One of the most surprising things to me about aspiring short story writers is how few of them actually read short stories on a regular basis. Outside of a subscription to the New Yorker, it’s not uncommon for people in my workshops and classes to admit that they don’t really read a lot of lit mags, story collections or even the annual anthologies like the O’Henry Awards, Pushcart Prizes and Best American Short Stories.
I love anthology season, and I just finished the latest edition of the O’Henry Awards. As usual, there were a few that weren’t for me and many more I absolutely loved. Lionel Shriver’s “Kilifi Creek” made my jaw drop. But I was a little surprised by how many endings left me hanging. Some confused me to the point that I thought the copy I bought had an error in cutting off the final pages of stories (perhaps the Sycamore Review made me sensitive to that sort of thing…).

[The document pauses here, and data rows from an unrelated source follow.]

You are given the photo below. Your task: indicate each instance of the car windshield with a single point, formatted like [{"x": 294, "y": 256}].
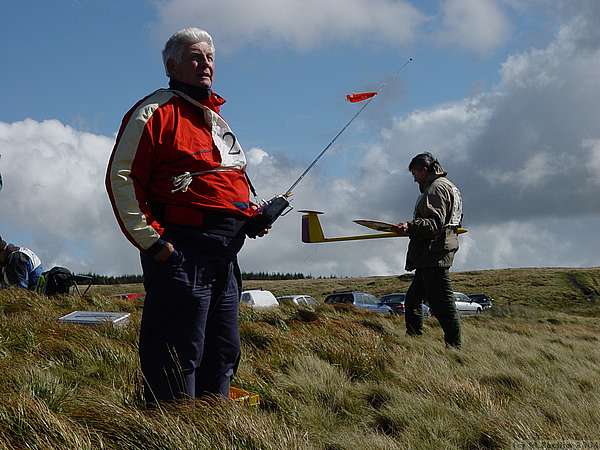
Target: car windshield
[
  {"x": 339, "y": 298},
  {"x": 392, "y": 299}
]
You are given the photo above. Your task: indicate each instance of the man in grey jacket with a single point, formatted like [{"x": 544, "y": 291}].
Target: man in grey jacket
[{"x": 433, "y": 243}]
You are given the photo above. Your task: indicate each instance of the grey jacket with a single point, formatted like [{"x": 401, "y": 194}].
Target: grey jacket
[{"x": 432, "y": 232}]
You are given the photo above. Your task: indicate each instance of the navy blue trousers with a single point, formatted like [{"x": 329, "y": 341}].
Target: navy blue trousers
[
  {"x": 189, "y": 335},
  {"x": 432, "y": 285}
]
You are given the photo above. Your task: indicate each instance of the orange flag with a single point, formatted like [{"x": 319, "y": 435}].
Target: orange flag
[{"x": 360, "y": 96}]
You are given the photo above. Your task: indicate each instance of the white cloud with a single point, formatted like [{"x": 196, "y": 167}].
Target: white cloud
[
  {"x": 526, "y": 156},
  {"x": 301, "y": 24},
  {"x": 477, "y": 25},
  {"x": 54, "y": 184}
]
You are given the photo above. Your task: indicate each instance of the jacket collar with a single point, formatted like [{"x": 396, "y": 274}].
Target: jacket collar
[{"x": 430, "y": 179}]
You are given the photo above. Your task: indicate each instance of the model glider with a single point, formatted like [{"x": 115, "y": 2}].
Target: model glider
[{"x": 312, "y": 232}]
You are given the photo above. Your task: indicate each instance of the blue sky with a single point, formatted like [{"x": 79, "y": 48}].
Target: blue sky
[{"x": 73, "y": 68}]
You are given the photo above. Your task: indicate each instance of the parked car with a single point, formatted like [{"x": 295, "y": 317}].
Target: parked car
[
  {"x": 360, "y": 300},
  {"x": 396, "y": 302},
  {"x": 259, "y": 298},
  {"x": 465, "y": 306},
  {"x": 484, "y": 300},
  {"x": 298, "y": 300}
]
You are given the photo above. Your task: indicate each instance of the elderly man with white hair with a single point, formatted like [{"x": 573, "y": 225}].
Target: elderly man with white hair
[{"x": 178, "y": 186}]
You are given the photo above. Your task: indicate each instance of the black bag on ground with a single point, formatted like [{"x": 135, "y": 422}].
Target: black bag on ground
[{"x": 58, "y": 280}]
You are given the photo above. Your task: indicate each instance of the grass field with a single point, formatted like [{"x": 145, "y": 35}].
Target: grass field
[{"x": 330, "y": 379}]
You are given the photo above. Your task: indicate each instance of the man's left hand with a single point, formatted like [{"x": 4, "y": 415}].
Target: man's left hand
[
  {"x": 402, "y": 228},
  {"x": 261, "y": 233}
]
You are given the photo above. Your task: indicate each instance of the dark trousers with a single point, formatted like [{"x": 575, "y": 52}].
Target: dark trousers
[
  {"x": 189, "y": 335},
  {"x": 432, "y": 285}
]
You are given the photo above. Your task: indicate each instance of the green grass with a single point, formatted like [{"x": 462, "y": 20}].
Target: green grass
[{"x": 329, "y": 379}]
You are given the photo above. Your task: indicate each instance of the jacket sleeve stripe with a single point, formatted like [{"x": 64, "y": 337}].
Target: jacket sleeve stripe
[{"x": 119, "y": 183}]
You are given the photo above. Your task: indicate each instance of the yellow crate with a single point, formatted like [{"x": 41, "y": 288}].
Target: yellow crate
[{"x": 244, "y": 397}]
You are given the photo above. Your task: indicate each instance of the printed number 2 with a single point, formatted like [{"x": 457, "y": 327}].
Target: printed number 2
[{"x": 231, "y": 149}]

I’ve found this to be a common complaint about modern short fiction: the stories just end with no resolution, or I have to really go digging to explain the reasons behind how a story wraps up. Students of my writing classes will attest to how much stress I put on narrative arc, identifying climaxes, inciting incidents, focusing on causality and connectivity between the beats in a short story’s plot. When I manage to get personalized rejections on my own submissions, the most common feedback I get from the editors is that the ending just wasn’t right. Believe me, I take that to heart.
I’ve been focusing on endings a lot lately. I just changed one for a story that I’ve been tinkering with for a couple of years now. It’s a story I love, but it’s one of those that readers say “feels like the first chapter in a novel.” That’s a sure sign that the end failed.

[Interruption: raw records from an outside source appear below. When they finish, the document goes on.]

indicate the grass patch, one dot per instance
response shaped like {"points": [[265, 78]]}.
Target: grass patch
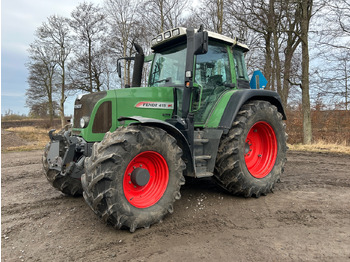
{"points": [[322, 146]]}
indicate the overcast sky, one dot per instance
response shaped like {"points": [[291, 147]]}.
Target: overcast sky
{"points": [[19, 20]]}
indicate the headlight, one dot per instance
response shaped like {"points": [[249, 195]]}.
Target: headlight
{"points": [[84, 121]]}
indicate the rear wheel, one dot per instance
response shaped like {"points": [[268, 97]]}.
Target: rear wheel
{"points": [[251, 157], [133, 176]]}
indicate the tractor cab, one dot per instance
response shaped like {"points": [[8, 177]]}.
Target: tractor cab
{"points": [[219, 69]]}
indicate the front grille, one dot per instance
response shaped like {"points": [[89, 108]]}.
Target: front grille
{"points": [[85, 105]]}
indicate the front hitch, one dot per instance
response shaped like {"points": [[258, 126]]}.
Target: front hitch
{"points": [[63, 153]]}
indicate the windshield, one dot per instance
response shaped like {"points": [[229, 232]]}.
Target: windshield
{"points": [[168, 67]]}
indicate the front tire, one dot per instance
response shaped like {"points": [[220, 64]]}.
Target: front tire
{"points": [[251, 157], [66, 184], [134, 176]]}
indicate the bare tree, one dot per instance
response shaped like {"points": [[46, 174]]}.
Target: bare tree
{"points": [[88, 23], [41, 68], [123, 23], [160, 15], [56, 32], [305, 16]]}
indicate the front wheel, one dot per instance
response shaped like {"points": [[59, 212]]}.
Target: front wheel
{"points": [[251, 157], [64, 183], [133, 176]]}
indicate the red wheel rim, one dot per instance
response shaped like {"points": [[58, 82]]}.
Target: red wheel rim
{"points": [[260, 149], [149, 194]]}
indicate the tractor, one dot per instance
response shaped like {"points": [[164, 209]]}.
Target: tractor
{"points": [[129, 150]]}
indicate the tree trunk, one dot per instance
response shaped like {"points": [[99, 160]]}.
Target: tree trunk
{"points": [[306, 7]]}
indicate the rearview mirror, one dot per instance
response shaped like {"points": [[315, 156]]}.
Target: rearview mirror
{"points": [[201, 43], [119, 69]]}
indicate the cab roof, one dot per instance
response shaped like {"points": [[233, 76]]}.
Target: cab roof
{"points": [[178, 34]]}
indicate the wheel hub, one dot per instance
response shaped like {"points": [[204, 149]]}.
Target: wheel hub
{"points": [[140, 176]]}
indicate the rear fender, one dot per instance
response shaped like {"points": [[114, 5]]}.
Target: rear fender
{"points": [[171, 130], [240, 97]]}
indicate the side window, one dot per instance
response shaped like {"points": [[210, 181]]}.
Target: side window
{"points": [[241, 70], [103, 118], [213, 68], [212, 74]]}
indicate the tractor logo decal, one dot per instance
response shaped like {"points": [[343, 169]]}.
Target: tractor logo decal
{"points": [[155, 105]]}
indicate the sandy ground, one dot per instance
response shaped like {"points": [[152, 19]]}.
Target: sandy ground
{"points": [[307, 218]]}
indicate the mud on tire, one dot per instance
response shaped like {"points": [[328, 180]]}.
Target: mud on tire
{"points": [[65, 184], [251, 157], [109, 189]]}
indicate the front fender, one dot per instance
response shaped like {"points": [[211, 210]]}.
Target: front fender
{"points": [[173, 131]]}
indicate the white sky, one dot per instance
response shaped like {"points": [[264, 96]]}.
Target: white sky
{"points": [[19, 20]]}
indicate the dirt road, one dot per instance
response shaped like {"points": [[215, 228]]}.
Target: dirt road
{"points": [[306, 218]]}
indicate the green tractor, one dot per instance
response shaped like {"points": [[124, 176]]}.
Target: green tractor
{"points": [[129, 149]]}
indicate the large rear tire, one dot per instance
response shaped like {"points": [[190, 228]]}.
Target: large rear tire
{"points": [[251, 157], [133, 176]]}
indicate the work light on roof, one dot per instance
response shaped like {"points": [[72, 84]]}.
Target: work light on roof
{"points": [[167, 35], [159, 38], [176, 31]]}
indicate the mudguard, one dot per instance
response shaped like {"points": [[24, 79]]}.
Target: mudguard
{"points": [[173, 131], [240, 97]]}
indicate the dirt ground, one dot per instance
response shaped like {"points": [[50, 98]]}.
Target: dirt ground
{"points": [[307, 218]]}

Another story I’m working on has an ending I love, but I haven’t earned it yet. Sometimes, that means the end of the story isn’t wrong, but the path I’ve taken to get there is. I sometimes equate it to finding a route. If you know where you’re going to finish up, it’s easy to chart the course. If the ending turns out to be the place where you eventually wind up, then perhaps the way you got there is full of wrong turns, detours and side trips. Time to straighten out the directions.

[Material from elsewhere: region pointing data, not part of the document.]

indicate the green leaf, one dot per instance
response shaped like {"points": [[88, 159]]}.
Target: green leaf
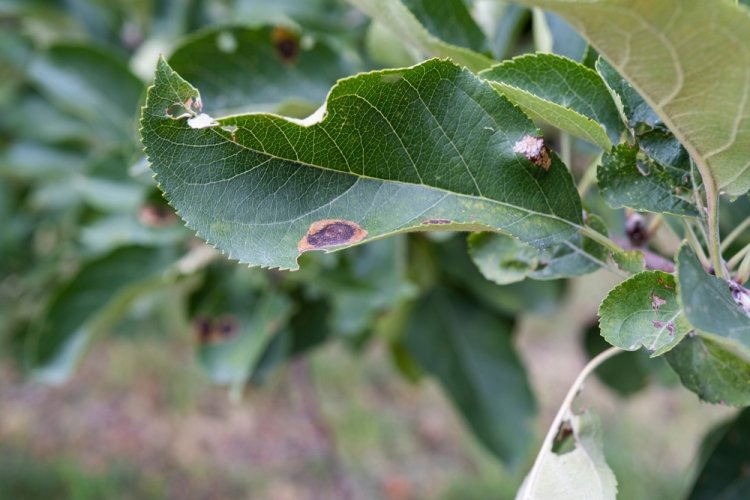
{"points": [[713, 372], [395, 15], [625, 180], [428, 147], [708, 303], [724, 475], [700, 90], [450, 21], [284, 72], [96, 297], [91, 84], [643, 311], [505, 260], [561, 92], [470, 351], [581, 474]]}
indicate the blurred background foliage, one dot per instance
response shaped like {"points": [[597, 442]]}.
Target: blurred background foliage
{"points": [[94, 261]]}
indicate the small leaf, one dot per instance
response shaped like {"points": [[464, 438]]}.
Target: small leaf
{"points": [[708, 303], [625, 180], [402, 22], [218, 61], [470, 351], [428, 147], [561, 92], [643, 311], [581, 474], [724, 475], [711, 370]]}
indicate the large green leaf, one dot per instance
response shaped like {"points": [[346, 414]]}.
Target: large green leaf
{"points": [[561, 92], [96, 296], [258, 69], [470, 351], [712, 371], [724, 475], [690, 60], [580, 474], [395, 15], [643, 311], [421, 148], [708, 303]]}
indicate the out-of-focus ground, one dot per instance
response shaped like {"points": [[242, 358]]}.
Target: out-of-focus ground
{"points": [[140, 421]]}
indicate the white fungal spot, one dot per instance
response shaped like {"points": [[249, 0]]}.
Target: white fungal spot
{"points": [[202, 121]]}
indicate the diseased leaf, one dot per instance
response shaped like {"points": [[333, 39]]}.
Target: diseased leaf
{"points": [[561, 92], [395, 15], [470, 351], [98, 294], [581, 474], [240, 70], [700, 90], [708, 303], [625, 180], [712, 371], [724, 473], [429, 147], [643, 311], [503, 259]]}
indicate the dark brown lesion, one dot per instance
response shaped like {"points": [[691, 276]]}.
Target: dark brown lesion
{"points": [[328, 233], [285, 43]]}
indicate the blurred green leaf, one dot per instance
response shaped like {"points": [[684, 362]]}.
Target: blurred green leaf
{"points": [[286, 68], [560, 92], [724, 474], [396, 16], [92, 84], [709, 305], [643, 311], [389, 156], [91, 301], [713, 372], [469, 350], [450, 21], [505, 260]]}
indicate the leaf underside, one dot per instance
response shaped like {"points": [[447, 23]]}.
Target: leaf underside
{"points": [[428, 147]]}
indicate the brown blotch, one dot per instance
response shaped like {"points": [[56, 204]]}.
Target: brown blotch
{"points": [[328, 233], [535, 150], [286, 44]]}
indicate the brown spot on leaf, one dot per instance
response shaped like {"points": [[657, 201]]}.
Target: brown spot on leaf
{"points": [[534, 149], [286, 44], [328, 233]]}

So I’ll make you a promise: When one of my stories finally appears in BASS or O’Henry or the Pushcart Prizes, it’ll have an ending that feels like a real ending.
Speaking of endings, my friend Angela Taylor Hylland is coming to the end of her journey as she gets ready to release her children’s book “The Denim Jungle.” She wrote a blog post today on the mixed feelings she has about setting her book free at her My Castle Heart website that’s worth a look. I never considered the idea that one might feel anything but relief at finishing a book, but there’s something to ponder about putting your heart and soul into something for so many years, then letting it go out and take on a life of its own out of your control.